For production, always use IRSA (IAM Roles for Service Accounts) instead of static credentials.

Create IAM Role for IRSA

To use IRSA in production, you need to create an IAM Role with the necessary permissions:

Trust Policy (trust-policy.json):

{
"Version": "2012-10-17",
"Statement": [
{
"Effect": "Allow",
"Principal": {
"Federated": "arn:aws:iam::123456789012:oidc-provider/oidc.eks.us-east-1.amazonaws.com/id/EXAMPLED539D4633E53DE1B71EXAMPLE"
},
"Action": "sts:AssumeRoleWithWebIdentity",
"Condition": {
"StringEquals": {
"oidc.eks.us-east-1.amazonaws.com/id/EXAMPLED539D4633E53DE1B71EXAMPLE:sub": "system:serviceaccount:infra-operator-system:infra-operator-controller-manager",
"oidc.eks.us-east-1.amazonaws.com/id/EXAMPLED539D4633E53DE1B71EXAMPLE:aud": "sts.amazonaws.com"
}
}
}
]
}

IAM Policy - ElastiCache (elasticache-policy.json):

{
"Version": "2012-10-17",
"Statement": [
{
"Effect": "Allow",
"Action": [
"elasticache:CreateCacheCluster",
"elasticache:DeleteCacheCluster",
"elasticache:DescribeCacheClusters",
"elasticache:ModifyCacheCluster",
"elasticache:CreateReplicationGroup",
"elasticache:DeleteReplicationGroup",
"elasticache:DescribeReplicationGroups",
"elasticache:ModifyReplicationGroup",
"elasticache:AddTagsToResource",
"elasticache:RemoveTagsFromResource",
"elasticache:ListTagsForResource",
"elasticache:CreateCacheSubnetGroup",
"elasticache:ModifyCacheSubnetGroup"
],
"Resource": "*"
}
]
}

Create Role with AWS CLI:

# 1. Get OIDC Provider from EKS cluster
export CLUSTER_NAME=my-cluster
export AWS_REGION=us-east-1
export AWS_ACCOUNT_ID=$(aws sts get-caller-identity --query Account --output text)
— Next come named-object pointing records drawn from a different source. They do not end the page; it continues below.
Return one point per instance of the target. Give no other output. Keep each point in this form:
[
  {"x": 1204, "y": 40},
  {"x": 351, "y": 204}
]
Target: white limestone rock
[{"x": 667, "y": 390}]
OIDC_PROVIDER=$(aws eks describe-cluster \
--name $CLUSTER_NAME \
--region $AWS_REGION \
--query "cluster.identity.oidc.issuer" \
--output text | sed -e "s/^https:\/\///")

# 2. Update trust-policy.json with correct values
cat > trust-policy.json <<EOF
{
"Version": "2012-10-17",
"Statement": [
{
"Effect": "Allow",
"Principal": {
"Federated": "arn:aws:iam::${AWS_ACCOUNT_ID}:oidc-provider/${OIDC_PROVIDER}"
},
"Action": "sts:AssumeRoleWithWebIdentity",
"Condition": {
"StringEquals": {
"${OIDC_PROVIDER}:sub": "system:serviceaccount:infra-operator-system:infra-operator-controller-manager",
"${OIDC_PROVIDER}:aud": "sts.amazonaws.com"
}
}
}
]
}
EOF

# 3. Create IAM Role
aws iam create-role \
--role-name infra-operator-elasticache-role \
--assume-role-policy-document file://trust-policy.json \
--description "Role for Infra Operator ElastiCache management"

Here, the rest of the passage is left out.